Раньше я писала прямо на дереве, на коре, словно ветки были моим секретным блокнотом. Я брала перочинный нож и вырезала буквы — так чтобы снизу было незаметно. Потом я решила, что неправильно портить дерево, оно этого не заслужило. И перестала. Но слова на ветках остались, я их вижу, могу даже погладить. Моё имя, Мина (много раз), «мама» и «папа» (много раз). На одной ветке вырезано «Я ВСЁ ненавижу!». А на другой — «Я всё ЛЮБЛЮ». «Мир — место удивления», — меленько написано высоко на стволе. «Мина одинока», — на тонкой ветке, совсем-совсем крошечными буковками. Но время течёт, снова наступает весна, и слова потихоньку заживают. Через несколько лет они станут вообще незаметны. Раньше я и на руках писала, но теперь тоже перестала. Только если надо быстро-быстро записать увиденное или услышанное…

Похоже, уборка соседнего дома окончена. Ну, того, где жил мистер Майерс. Вынесли последнее барахло, свалили в кучу перед домом: сломанная мебель, коробки со старой одеждой, посудой, ложками-вилками, а ещё — кипы древних книг и журналов.

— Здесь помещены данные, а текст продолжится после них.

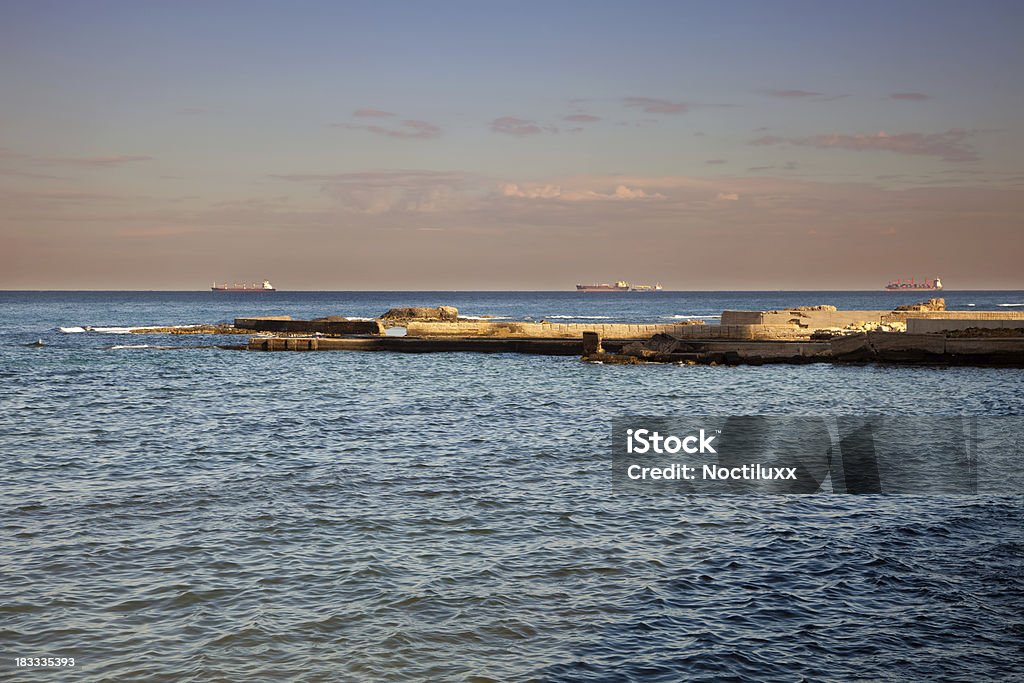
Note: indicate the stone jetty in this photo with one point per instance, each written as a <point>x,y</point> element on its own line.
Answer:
<point>924,333</point>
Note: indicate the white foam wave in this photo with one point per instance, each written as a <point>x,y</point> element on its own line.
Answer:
<point>124,330</point>
<point>578,317</point>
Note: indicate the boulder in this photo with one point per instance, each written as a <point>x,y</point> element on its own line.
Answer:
<point>436,313</point>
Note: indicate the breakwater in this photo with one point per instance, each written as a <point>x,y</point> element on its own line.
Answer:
<point>810,334</point>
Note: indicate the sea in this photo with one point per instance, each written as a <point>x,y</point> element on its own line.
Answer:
<point>174,511</point>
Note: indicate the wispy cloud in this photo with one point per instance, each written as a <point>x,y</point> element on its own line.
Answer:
<point>370,113</point>
<point>778,92</point>
<point>409,129</point>
<point>953,144</point>
<point>510,125</point>
<point>383,191</point>
<point>552,191</point>
<point>912,96</point>
<point>116,160</point>
<point>655,105</point>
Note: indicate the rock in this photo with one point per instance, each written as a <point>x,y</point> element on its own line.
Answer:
<point>436,313</point>
<point>924,306</point>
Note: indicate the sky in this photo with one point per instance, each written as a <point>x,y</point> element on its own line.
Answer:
<point>527,145</point>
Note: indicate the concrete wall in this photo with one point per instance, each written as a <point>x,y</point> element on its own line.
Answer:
<point>812,319</point>
<point>285,324</point>
<point>960,315</point>
<point>538,330</point>
<point>935,326</point>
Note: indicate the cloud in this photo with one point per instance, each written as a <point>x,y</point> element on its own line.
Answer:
<point>654,105</point>
<point>510,125</point>
<point>912,96</point>
<point>116,160</point>
<point>551,191</point>
<point>370,113</point>
<point>409,129</point>
<point>384,191</point>
<point>27,174</point>
<point>952,144</point>
<point>792,93</point>
<point>787,166</point>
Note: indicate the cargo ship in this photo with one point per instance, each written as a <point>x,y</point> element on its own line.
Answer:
<point>265,287</point>
<point>901,285</point>
<point>621,286</point>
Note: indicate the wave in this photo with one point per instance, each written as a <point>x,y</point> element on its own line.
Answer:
<point>578,317</point>
<point>127,330</point>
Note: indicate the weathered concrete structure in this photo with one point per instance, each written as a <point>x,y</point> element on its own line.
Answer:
<point>324,327</point>
<point>743,337</point>
<point>939,325</point>
<point>537,330</point>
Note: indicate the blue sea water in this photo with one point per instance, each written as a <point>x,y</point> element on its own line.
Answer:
<point>198,514</point>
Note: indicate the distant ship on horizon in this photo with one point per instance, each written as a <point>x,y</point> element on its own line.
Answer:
<point>265,287</point>
<point>621,286</point>
<point>900,285</point>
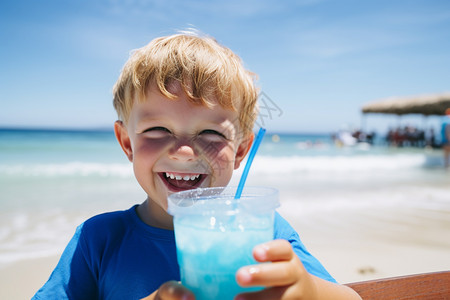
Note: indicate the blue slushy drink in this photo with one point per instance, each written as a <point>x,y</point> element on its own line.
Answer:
<point>215,236</point>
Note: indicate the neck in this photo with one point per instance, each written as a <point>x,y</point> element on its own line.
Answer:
<point>154,215</point>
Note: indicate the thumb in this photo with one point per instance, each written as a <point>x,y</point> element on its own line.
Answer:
<point>171,290</point>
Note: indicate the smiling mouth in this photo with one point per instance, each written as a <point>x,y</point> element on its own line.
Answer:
<point>181,181</point>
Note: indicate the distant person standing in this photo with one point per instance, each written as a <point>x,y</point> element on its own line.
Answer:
<point>445,132</point>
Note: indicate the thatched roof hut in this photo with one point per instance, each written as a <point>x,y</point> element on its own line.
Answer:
<point>434,104</point>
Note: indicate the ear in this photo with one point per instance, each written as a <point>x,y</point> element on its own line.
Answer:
<point>242,150</point>
<point>123,138</point>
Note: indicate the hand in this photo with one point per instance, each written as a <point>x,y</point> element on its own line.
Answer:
<point>171,290</point>
<point>284,278</point>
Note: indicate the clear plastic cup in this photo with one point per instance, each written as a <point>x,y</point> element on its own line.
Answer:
<point>215,236</point>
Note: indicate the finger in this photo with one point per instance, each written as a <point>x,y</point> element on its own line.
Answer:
<point>268,274</point>
<point>266,294</point>
<point>173,290</point>
<point>276,250</point>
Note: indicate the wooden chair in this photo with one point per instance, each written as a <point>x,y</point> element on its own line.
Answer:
<point>432,286</point>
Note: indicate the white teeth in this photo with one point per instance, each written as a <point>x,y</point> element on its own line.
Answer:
<point>179,177</point>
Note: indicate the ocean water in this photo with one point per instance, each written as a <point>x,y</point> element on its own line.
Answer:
<point>50,181</point>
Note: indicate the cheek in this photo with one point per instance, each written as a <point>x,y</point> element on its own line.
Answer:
<point>221,153</point>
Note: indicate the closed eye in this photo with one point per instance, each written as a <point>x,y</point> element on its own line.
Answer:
<point>157,128</point>
<point>212,132</point>
<point>157,132</point>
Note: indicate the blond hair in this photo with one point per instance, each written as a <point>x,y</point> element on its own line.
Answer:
<point>208,73</point>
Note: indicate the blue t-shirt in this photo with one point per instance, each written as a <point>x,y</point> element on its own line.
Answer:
<point>445,123</point>
<point>117,256</point>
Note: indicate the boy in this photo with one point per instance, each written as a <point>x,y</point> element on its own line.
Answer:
<point>186,110</point>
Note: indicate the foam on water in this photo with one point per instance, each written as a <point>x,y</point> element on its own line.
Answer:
<point>76,168</point>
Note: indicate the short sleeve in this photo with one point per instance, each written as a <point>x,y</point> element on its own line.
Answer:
<point>283,230</point>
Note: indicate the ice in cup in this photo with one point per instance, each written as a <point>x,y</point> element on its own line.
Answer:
<point>215,236</point>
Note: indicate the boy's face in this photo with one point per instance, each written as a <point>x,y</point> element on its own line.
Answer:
<point>176,145</point>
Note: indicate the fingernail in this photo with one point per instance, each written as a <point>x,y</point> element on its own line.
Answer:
<point>245,275</point>
<point>261,252</point>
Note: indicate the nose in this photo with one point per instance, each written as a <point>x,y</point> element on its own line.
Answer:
<point>183,152</point>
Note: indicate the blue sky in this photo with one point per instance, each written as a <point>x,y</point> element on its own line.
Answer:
<point>318,60</point>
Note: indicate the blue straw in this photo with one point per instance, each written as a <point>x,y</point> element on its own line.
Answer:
<point>255,147</point>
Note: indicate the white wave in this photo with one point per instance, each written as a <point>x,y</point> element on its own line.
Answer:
<point>68,169</point>
<point>262,164</point>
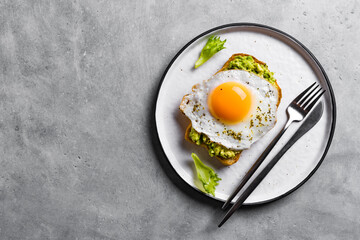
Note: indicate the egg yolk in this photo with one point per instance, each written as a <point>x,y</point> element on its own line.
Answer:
<point>230,102</point>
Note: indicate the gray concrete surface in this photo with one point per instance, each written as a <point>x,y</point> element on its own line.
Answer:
<point>78,157</point>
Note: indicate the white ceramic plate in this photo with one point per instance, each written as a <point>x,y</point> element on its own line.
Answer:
<point>295,68</point>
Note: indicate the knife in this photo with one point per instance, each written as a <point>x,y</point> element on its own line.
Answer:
<point>308,123</point>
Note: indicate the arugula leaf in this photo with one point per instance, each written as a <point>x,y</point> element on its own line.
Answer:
<point>213,45</point>
<point>206,175</point>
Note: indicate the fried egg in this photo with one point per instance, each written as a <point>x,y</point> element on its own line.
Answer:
<point>233,108</point>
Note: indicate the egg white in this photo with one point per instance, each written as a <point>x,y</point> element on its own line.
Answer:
<point>260,120</point>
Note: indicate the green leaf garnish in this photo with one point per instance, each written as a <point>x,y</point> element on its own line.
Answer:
<point>206,175</point>
<point>213,45</point>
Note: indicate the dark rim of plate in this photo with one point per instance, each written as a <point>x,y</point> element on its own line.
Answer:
<point>332,130</point>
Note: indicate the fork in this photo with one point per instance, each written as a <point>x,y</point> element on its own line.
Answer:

Я несколько раз видела, как люди замедляют шаг возле этой свалки — проверяют, нет ли там чего нужного. Но видимо, нет: прохожие, если и берут что-то в руки, тут же бросают назад, в кучу.

Дом уже выставлен на продажу. И уже появляются покупатели. Один мужчина всё пялился внутрь через окно. И на крышу внимательно смотрел. И в тетрадочку что-то записывал. А в другой раз пришли мужчина и женщина: перебрались через груду мусора и тоже пытались заглянуть в дом. А потом они повернулись и стали разглядывать улицу, словно проверяли, подходит ли она им, удовлетворяет ли требованиям. Меня они не заметили. А сами были ужасно унылые и скучные. Я стала мысленно посылать им сигнал: «Не покупайте! Не покупайте!» Они что-то друг другу сказали, покачали головой и ушли не оглядываясь.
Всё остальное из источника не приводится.